My current code only works with one day at at time so I need some functionality to choose mutlple days and even better to select times of the files spanning mutliple folders.

url = 'https://blahblahblah/2025/'+Month+'/'+DOY+''

def listFD(url, ext=''):
    #page = requests.get(url).text
    page = requests.get(url, auth=(username,password)).text
    print (page,'this is page')
    soup = BeautifulSoup(page, 'html.parser')
    return [url + '/' + node.get('href') for node in soup.find_all('a') if node.get('href').endswith(ext)]




for file in listFD(url, ext):
   
          reep = requests.get(file, auth=(username,password))
          print (reep.text , 'this is reep')
          hmtler = reep.text
          NO_HTML.append(hmtler)

Any pointers most welcome

It’s not clear to me whether you can access these files via pathlib. Nor exactly what you’re trying to do.

But if you can use pathlib, I’ve done plenty of tasks similar to this using pathlib.Path(...).glob(...).

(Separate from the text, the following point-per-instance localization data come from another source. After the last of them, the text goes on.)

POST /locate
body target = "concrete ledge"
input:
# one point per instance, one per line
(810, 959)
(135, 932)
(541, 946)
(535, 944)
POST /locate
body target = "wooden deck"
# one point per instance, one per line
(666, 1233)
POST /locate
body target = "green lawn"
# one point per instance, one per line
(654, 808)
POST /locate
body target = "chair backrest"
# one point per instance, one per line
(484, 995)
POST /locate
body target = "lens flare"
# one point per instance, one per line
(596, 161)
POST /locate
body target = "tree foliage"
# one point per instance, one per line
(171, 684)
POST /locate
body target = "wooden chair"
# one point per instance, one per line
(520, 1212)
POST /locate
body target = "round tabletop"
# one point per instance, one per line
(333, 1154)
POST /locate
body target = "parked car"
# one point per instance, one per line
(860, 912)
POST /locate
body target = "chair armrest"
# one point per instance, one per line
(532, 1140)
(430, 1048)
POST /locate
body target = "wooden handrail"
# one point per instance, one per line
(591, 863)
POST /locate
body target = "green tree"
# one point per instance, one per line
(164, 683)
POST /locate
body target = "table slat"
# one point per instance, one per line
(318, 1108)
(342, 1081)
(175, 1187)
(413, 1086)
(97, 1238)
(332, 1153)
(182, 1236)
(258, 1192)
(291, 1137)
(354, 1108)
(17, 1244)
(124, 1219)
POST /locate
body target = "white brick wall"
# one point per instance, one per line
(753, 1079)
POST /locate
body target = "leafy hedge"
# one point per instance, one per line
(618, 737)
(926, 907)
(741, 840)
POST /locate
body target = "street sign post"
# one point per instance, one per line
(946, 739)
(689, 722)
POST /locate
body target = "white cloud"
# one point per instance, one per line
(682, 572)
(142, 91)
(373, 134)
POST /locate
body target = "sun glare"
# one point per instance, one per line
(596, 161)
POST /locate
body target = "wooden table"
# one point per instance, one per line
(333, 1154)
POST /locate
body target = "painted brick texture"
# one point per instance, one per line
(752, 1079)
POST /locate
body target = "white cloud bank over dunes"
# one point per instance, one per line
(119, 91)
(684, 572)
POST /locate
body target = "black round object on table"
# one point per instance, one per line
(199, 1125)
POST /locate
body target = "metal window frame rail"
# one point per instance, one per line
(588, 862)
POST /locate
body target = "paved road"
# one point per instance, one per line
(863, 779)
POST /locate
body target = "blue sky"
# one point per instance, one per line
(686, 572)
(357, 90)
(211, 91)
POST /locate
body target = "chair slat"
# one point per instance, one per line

You can filter using simple string inequalities, because eg "20240530.html" < "20240601.html"

1 Like

No using this function to get the file names

Sorry, I can see you’re using requests.get() to access the files.
But you said you “have a web directory”. I also have a webdirectory that I can access using requests.get, but I can also access it using pathlib, because I ‘own’ the files and I have a local version stashed on my computer. Software I run in the cloud can also access it using pathlib, because it’s running on the same server where the directory lives. Even if you don’t have a local version already, if you want to access 10% or more of the files, and you have appropriate permissions, it might be worth making a local copy.
But that might all be impossible or forbidden. Hence “It’s not clear to me whether you can access these files via pathlib”.

1 Like

No I couldn’t get it to work with pathlib, so only with requests. I read the html data into a list and work from there.

Its not my website and I only have password type access.

1 Like